Misconception #3: We can figure out the permitting piece when we’re ready for construction.

Reality: Incorporating permitting review and approvals into the design process can help prevent some very costly mistakes. These errors can include overlooking or not properly accounting for federal, local or AHJ codes, restrictions and amendments.

As an example, as you go through the construction permit process, you may find out you need an environmental permit that could take up to a year to be approved.

To address this issue, don’t avoid the AHJ! Set up a preapplication meeting to review AHJ processes and requirements so they can be incorporated into the construction documents and project schedule.

Misconception #4: We submitted for our permit, so construction can commence.

Reality: Until you’ve pulled your permits, construction is unable to begin. If you haven’t proactively researched and incorporated AHJ requirements into your construction documents, the permitting process can be extended significantly.

Delays in securing your project permit can significantly impact your finances as well as your construction and operation schedules. Your contractor may not be able to retain its subcontractors if your permit is delayed, leading to subcontractor remobilization, higher costs and extended schedules.

As a result, you will pay more for your project and suffer lost revenue from a late startup.

Misconception #5: Once we have a permit, we can make changes at will. 

Reality: Changes to the project must be resubmitted to and reapproved by the AHJ.

This resubmittal and approval process is critical when it comes to AHJ construction inspections.

When inspectors visit a project site, they’ll only inspect the work that’s been performed against the AHJ-approved permit documents. If a discrepancy is found between the construction and permit documents, work on your project may be shut down. This project delay will last until the permit documents are updated, submitted and reapproved.

Proper planning prior to permit submittal will minimize your project changes and review time.

Not being prepared for the complexities of the permitting process could impact your project schedule and construction costs, and result in lost operational revenue.

Misconception #6: The permitting process is confusing and overwhelming.

Reality: While it can be complicated, a trusted architecture and engineering partner can help guide you through even the most tangled of permitting red tape.
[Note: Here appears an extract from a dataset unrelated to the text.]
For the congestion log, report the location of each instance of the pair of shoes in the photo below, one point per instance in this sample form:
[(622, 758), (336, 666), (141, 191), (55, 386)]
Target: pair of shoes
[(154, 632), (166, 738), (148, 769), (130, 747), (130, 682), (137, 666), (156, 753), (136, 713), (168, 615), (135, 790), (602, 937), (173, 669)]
They know the process and are adept at navigating the AHJ workflow.

By utilizing the strategies above, your project will move through the permitting process more efficiently (and with fewer comments during AHJ reviews). This leads to obtaining your permits faster, your contractor moving forward sooner and your facility coming online quicker, thereby increasing your speed to market.

About the Authors:

Yoni leads POWER’s Architectural team. Yoni has extensive experience in all phases of project design and construction: ranging from capital planning to permitting to construction execution and supervision. Her expertise has netted her a wide variety of design and community awards, including recognition for outstanding projects in both healthcare and government. She is adept in the development and management of complex, multimillion-dollar projects for commercial, federal and healthcare clients, and skilled in overseeing and coordinating project teams through the various phases of design.

Wes is an accomplished project and construction manager and architect with extensive experience in all phases of commercial and industrial design and construction, from master planning studies to renovations, remodels and new construction projects. Wes’ project design experience spans several industries, including laboratory, industrial, manufacturing, distribution, corporate office, medical, research and development, retail, data centers, call centers, restaurant and hospitality and recreational, among many others.